Differential diagnoses for shoulder pain
Pain in the shoulder is only a symptom. Aside from the certainly most often occurring impingement syndrome, it is therefore important to consult with orthopedic specialists in order to find the cause. In the area of internal medicine, differential diagnosis take in particular coronary heart disease, liver disease, bronchial Ca, lymphoma or other neoplasms into consideration. Other causes of shoulder pain can be a cervical herniated disc, neuritis or functional disorders, such as strain in the the neck and shoulder area.
From the practice for the practice
Intra-articular injections or punctures as well as infiltrations close to the tendons are an important part of work in orthopedics, be it for differential diagnoses or therapies. Here the proper technique is crucial. We would like to illustrate the in our daily work frequently performed injection technique for a subacromial infiltration at the shoulder for the pharmacological treatment of the impingement syndrome.
Whenever infiltrations are part of the treatment, the patient must be informed about potential risks and complications of intra-articular injections. The information should be documented in the patient's file. Written consent is not required. The injection area should be free from clothing and longer hair should possibly be cut with scissors.
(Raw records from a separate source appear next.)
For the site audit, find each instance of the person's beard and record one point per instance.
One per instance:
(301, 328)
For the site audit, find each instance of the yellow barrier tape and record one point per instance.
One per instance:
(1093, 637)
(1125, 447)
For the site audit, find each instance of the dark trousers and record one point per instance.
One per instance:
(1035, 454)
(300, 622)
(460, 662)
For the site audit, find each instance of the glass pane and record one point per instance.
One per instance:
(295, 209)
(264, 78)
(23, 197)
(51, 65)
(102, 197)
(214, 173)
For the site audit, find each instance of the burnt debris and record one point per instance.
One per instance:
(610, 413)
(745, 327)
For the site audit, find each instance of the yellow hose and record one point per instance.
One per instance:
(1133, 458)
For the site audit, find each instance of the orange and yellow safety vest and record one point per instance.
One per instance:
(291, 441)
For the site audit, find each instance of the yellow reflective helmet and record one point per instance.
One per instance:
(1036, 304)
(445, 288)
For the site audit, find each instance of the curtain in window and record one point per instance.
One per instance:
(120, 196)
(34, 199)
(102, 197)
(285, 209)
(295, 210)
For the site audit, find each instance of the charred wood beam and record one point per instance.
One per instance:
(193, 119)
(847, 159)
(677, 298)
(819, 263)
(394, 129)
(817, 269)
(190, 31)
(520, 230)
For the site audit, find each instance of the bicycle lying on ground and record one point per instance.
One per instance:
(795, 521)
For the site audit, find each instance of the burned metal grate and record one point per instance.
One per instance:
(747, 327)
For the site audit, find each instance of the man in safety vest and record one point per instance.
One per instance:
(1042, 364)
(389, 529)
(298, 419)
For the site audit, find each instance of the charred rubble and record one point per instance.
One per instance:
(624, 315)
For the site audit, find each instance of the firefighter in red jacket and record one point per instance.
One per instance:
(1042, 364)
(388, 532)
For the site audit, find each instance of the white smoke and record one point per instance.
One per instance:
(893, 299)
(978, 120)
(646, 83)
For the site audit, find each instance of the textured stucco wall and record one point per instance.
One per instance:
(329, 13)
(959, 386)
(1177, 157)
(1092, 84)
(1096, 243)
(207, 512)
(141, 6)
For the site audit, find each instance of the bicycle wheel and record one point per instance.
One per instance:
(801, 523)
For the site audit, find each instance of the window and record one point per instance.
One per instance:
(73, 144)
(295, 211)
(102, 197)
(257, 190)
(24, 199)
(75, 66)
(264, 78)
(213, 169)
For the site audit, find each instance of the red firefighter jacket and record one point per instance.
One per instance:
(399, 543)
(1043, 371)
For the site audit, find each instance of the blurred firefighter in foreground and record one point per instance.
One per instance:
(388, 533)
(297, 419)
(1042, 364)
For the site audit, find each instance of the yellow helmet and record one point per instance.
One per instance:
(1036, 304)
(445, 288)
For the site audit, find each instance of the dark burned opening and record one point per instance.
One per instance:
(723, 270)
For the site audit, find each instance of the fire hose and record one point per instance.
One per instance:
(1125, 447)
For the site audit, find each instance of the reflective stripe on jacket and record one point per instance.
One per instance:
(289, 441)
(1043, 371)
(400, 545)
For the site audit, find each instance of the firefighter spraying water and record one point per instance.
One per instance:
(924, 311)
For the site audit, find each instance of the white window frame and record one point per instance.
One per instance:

An extensively applied spray disinfection should be performed carefully (note the time the disinfectant must be exposed to the skin!). Wearing sterile gloves and a mouth guard is only mandatory if during the injection treatment the needle is disconnected from the syringe (e.g. in infiltrations of several substances consecutively or joint puncture and subsequent infiltration through the inserted cannula). An aspiration test to avoid intravascular injection must be performed prior to injection.
The patient should be seated upright in a comfortable position with the arm hanging by his side and rotated outward.
Palpation of the dorsolateral acromion edge, which serves as a guiding structure, with the free hand. The injection needle (20-23 G, length 40-70 mm) is advanced posterior, about 1.5 cm distal and 1.5 cm medial to the inferior dorsolateral acromion neck at an angle of about 30 ° to anteriorly cranial to a depth of about 5 cm. the infiltration (volume 5-10 ml) is performed following aspiration test.